3. Look for surprises
According to Schatz, “There’s no consistency year to year about which quarterbacks are good against zone or man-to-man.” Each year, different QBs rise to the top of performance rankings playing against either style of defense.
That’s something Schatz cites as a surprising bit of data, and surprises are among the best places to find stories. “Then you try to figure out, why is that the case?” he says. And the why, or sometimes even the process of examining it, is where a valuable and compelling story may be hidden.
An abrupt change, a performance that stands out, a data point that bucks the trend—those are potential hooks for a story. But data analysts also know that outlying data points do require some care. “Outliers do catch people’s attention, absolutely.” You have to remember statistical significance. “Outliers based on 50 pass attempts are interesting, maybe; 150 attempts are more meaningful. You don’t write about something based on six attempts,” Schatz says.
4. Invite readers in for more
Sometimes a good data visualization stands on its own. In those cases, Doig notes, “the reader should be able to look at the graph and immediately see the point.”
If the difference between numbers or lines is subtle, then color, size, or placement of visual elements may be needed to provide that at-a-glance clarity.

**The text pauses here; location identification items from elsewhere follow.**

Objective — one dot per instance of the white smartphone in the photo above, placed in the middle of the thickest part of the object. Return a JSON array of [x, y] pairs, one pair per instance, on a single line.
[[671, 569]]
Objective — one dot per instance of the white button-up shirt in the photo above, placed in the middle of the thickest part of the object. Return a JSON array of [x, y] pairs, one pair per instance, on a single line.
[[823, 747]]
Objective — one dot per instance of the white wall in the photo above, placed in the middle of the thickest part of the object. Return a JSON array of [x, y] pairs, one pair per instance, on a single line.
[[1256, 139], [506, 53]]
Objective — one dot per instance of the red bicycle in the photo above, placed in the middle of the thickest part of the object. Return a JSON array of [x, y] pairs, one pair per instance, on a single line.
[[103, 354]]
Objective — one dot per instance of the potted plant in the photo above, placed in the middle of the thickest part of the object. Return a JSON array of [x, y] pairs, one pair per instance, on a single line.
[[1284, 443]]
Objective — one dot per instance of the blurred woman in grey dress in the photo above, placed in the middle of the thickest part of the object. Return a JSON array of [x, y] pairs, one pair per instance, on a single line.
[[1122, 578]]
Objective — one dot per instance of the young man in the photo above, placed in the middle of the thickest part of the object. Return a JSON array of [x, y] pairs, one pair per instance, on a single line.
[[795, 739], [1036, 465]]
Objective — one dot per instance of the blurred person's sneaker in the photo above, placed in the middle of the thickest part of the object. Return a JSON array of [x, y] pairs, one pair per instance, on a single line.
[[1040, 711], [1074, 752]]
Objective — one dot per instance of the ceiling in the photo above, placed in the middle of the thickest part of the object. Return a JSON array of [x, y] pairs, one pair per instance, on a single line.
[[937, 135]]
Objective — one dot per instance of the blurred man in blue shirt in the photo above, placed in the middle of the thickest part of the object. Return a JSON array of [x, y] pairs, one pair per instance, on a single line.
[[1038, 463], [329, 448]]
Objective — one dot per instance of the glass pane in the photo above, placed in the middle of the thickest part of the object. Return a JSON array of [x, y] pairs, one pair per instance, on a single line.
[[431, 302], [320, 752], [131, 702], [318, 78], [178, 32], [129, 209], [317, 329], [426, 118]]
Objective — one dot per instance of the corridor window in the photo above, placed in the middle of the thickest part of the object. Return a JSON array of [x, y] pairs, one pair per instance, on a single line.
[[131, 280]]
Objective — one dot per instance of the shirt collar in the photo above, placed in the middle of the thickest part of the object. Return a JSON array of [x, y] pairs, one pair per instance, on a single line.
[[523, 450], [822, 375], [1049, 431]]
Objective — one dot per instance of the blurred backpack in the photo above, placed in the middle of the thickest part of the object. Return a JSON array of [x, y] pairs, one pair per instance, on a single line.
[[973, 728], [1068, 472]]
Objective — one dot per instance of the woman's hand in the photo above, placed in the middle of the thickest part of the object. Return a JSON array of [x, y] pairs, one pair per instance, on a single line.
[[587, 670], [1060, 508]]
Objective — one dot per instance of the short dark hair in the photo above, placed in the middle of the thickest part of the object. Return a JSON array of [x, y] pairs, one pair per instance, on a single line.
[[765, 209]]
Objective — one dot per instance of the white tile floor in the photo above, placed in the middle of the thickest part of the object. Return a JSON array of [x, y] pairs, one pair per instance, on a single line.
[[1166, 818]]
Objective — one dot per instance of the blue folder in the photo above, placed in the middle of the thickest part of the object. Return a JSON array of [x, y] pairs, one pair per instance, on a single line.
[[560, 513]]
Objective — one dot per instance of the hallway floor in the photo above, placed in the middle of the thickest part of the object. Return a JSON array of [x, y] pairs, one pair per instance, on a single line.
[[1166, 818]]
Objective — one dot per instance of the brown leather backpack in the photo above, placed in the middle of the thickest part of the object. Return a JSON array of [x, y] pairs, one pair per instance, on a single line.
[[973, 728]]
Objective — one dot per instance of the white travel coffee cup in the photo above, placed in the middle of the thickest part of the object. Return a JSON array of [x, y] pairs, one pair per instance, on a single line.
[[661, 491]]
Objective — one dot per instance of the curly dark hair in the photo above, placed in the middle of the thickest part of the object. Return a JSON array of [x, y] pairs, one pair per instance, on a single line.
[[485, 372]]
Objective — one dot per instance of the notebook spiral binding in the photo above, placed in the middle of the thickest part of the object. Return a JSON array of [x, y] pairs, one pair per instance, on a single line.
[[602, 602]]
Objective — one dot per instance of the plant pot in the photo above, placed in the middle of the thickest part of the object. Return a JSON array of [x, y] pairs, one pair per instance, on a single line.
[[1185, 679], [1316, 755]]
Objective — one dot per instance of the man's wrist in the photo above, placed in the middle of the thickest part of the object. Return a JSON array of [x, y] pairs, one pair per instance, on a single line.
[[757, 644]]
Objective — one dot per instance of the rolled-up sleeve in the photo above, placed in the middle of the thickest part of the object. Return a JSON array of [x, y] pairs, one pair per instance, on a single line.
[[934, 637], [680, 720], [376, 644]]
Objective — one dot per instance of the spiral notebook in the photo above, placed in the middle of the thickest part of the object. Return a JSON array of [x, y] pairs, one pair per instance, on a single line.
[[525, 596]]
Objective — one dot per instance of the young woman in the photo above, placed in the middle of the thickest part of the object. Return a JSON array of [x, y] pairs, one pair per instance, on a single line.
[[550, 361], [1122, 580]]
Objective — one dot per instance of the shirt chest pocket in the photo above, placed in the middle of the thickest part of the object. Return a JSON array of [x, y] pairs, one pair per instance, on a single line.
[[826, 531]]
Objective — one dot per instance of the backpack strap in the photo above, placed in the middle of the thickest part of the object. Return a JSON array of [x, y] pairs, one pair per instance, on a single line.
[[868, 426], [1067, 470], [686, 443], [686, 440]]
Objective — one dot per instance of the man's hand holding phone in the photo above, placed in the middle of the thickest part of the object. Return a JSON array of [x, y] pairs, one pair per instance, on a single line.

For more complex data sets and interactive presentations, the storytelling job may be about summarizing data in a way that invites more investigation. Doig’s example is from basketball. “When Kobe Bryant retired, the LA Times did a full-page heatmap of every shot he has taken from the floor, each represented by a dot.” That’s 30,699 dots. “It was a great graphic; people would really dive in,” he says. (The paper also published a glimpse at its process of creating that visualization, which dataheads may find a good story in and of itself.)
From the soccer world, visualizations can invite viewers to examine the style of play for Premier League teams, and the parts of the pitch where they are most effective.

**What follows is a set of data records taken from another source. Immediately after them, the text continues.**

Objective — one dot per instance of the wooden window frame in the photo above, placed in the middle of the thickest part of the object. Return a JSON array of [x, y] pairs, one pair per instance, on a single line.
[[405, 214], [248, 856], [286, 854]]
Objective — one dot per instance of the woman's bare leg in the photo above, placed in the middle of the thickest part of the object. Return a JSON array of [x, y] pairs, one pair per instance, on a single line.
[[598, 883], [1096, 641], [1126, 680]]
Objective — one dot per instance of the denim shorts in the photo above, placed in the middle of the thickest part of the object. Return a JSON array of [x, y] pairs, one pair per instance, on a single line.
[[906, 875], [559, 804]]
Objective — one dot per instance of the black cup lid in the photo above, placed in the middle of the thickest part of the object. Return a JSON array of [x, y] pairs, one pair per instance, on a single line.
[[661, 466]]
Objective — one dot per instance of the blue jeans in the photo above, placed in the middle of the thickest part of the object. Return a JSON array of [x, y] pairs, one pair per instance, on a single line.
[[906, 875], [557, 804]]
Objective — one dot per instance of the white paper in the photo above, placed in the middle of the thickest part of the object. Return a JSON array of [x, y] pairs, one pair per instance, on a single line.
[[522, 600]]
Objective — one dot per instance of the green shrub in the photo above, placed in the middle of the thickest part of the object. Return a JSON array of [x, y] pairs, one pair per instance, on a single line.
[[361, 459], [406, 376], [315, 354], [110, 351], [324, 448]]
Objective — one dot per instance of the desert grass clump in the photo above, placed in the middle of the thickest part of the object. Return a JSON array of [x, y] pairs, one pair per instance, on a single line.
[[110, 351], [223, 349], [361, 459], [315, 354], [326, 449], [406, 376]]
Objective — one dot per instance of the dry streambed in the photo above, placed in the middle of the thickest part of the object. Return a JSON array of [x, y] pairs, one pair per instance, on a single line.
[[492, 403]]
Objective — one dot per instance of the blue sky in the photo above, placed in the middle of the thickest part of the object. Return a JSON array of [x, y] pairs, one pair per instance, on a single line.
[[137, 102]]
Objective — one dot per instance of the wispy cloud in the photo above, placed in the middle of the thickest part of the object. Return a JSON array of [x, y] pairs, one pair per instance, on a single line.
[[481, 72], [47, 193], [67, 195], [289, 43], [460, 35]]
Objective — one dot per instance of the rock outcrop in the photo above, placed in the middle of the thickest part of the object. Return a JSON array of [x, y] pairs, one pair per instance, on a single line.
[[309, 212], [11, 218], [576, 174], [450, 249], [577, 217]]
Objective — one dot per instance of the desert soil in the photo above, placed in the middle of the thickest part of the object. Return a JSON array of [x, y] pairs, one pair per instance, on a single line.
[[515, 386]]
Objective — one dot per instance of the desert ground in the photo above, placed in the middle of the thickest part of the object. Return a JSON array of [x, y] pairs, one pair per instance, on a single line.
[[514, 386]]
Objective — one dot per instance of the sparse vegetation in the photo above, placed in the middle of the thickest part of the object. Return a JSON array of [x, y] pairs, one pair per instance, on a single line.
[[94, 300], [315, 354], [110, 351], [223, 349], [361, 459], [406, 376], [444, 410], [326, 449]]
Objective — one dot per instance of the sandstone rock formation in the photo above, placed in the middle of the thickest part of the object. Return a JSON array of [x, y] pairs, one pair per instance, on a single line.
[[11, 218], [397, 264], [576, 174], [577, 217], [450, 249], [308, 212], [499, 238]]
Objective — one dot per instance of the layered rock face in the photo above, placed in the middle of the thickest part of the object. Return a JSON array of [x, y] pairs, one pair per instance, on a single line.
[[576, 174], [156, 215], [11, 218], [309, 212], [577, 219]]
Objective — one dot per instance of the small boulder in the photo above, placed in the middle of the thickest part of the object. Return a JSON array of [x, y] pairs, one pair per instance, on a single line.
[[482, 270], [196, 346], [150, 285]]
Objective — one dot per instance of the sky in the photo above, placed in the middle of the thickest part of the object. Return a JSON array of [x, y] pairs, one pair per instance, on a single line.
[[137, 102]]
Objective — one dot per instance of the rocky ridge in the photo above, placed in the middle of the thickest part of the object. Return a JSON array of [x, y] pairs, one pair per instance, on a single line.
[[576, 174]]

5. Imitate examples from all over
Doig says there are lessons and examples in data storytelling everywhere.
Both for a data expert who wants to do a better job telling engaging stories, and for the natural storyteller looking for an engaging way to learn analytical methods. Doig mentions sources inside and outside the sporting world, including:
- Thomas Severini’s book Analytic Methods in Sports, applying lessons from “the dismal science” of economics
- Freakonomics, the best-seller subtitled “A Rogue Economist Explores the Hidden Side of Everything”
- John Allen Paulos’s A Mathematician Reads the Newspaper as well as Innumeracy, both of which “are filled with bad examples of using math—usually by journalists,” Doig says.
6. Always put your audience first
Schatz’s background includes a stint in public radio. What lessons from that experience apply in data storytelling? He mentions two.
The first thing is to serve your audience, who will be tasked with using the data to make decisions. “Don’t do what you like, do what they want,” he advises.
The second thing Schatz learned working in radio was “how to be succinct, how to summarize complex statements with shorter statements.”
Even when it’s tempting to expound in great detail, it’s better to be concise and let the audience’s questions determine where to delve deeper into the story. “Understand, I can go on forever if I want to,” Schatz says with a laugh, “but I try not to. You have to be succinct.”